The speaker is continuing their seminar on entropy, focusing on the physical viewpoint. They recap the information theory part from the first session and explain that the information content of observing a system's outcome is described by the logarithm of one over that probability. This logarithm adds up the information conveyed by a compound event with probabilities pi and qj. This proposal makes intuitive sense in two ways: when the outcome is usually expected, less information is learned, and when the outcome is surprising, more information is learned.

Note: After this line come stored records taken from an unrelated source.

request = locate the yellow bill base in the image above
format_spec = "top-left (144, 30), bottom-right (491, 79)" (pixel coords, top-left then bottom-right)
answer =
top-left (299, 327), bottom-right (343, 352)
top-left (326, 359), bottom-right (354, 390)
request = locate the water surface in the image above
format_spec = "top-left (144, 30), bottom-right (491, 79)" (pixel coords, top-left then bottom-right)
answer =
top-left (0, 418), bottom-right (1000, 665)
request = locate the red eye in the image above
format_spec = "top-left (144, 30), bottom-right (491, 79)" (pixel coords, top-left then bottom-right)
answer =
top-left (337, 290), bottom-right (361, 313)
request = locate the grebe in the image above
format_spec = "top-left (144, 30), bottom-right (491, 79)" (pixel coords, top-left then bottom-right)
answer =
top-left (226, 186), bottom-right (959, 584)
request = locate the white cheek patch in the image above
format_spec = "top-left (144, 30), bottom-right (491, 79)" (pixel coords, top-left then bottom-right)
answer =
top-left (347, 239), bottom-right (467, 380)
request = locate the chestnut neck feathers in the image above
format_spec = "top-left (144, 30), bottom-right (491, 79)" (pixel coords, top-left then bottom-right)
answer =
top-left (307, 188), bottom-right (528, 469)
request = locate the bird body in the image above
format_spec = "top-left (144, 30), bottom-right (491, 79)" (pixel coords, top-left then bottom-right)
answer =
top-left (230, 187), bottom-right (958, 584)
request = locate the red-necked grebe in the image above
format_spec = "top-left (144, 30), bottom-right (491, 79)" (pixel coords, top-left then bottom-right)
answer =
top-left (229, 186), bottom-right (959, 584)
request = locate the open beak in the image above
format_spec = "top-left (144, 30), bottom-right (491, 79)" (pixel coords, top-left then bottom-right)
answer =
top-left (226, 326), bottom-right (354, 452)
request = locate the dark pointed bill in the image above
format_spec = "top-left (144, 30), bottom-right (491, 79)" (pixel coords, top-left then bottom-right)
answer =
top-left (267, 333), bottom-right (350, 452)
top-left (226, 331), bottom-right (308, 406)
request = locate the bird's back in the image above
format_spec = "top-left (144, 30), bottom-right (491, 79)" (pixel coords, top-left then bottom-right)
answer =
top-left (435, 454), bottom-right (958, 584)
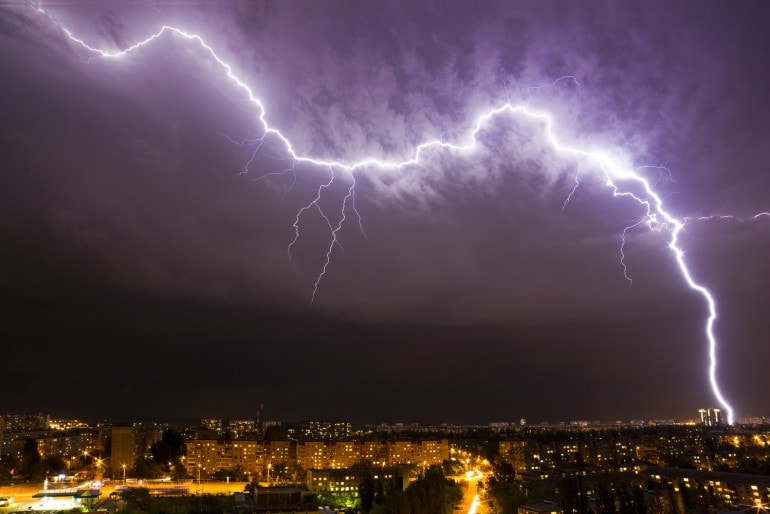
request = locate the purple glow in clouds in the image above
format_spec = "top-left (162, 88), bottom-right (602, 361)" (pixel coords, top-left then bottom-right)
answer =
top-left (30, 3), bottom-right (770, 424)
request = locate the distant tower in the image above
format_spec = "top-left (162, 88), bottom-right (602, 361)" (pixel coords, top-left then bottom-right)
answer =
top-left (698, 407), bottom-right (722, 427)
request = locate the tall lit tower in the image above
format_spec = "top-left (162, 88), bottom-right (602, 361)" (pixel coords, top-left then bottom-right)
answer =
top-left (698, 407), bottom-right (722, 427)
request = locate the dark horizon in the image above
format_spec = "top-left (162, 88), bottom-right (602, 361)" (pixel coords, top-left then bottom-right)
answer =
top-left (0, 0), bottom-right (770, 423)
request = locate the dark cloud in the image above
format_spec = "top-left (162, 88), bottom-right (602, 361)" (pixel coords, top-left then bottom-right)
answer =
top-left (0, 2), bottom-right (770, 421)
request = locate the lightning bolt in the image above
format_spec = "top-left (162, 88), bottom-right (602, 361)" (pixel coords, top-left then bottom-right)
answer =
top-left (36, 7), bottom-right (770, 424)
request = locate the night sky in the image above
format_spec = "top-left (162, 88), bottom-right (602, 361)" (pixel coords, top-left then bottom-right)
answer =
top-left (0, 0), bottom-right (770, 423)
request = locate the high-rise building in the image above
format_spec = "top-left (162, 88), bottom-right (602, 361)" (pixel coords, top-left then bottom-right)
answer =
top-left (201, 418), bottom-right (222, 432)
top-left (698, 407), bottom-right (722, 427)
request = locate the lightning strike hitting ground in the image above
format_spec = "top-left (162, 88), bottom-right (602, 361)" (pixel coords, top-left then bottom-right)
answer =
top-left (36, 8), bottom-right (770, 424)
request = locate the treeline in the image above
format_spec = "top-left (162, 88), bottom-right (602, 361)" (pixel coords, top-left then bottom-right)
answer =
top-left (360, 466), bottom-right (463, 514)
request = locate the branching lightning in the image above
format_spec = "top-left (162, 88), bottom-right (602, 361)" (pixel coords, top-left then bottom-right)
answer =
top-left (36, 7), bottom-right (770, 424)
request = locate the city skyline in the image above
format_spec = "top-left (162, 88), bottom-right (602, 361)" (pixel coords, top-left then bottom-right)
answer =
top-left (0, 2), bottom-right (770, 423)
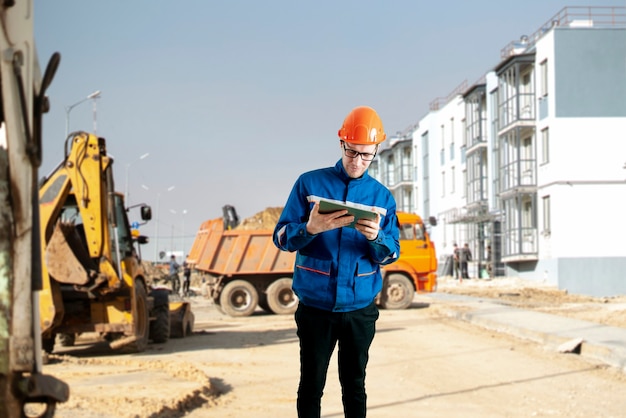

Shannon's result was discussed, which is the average information content of a discrete probability distribution, and how it is uniquely constrained by Shannon's axioms. This formula also gives an interpretation of the Kullback-Leibler divergence. Shannon's result was then used to talk about entropy in physics, in terms of the rate of change of something with respect to the internal energy of an ideal gas system. To illustrate this further, a diagram of the Carnot cycle was shown.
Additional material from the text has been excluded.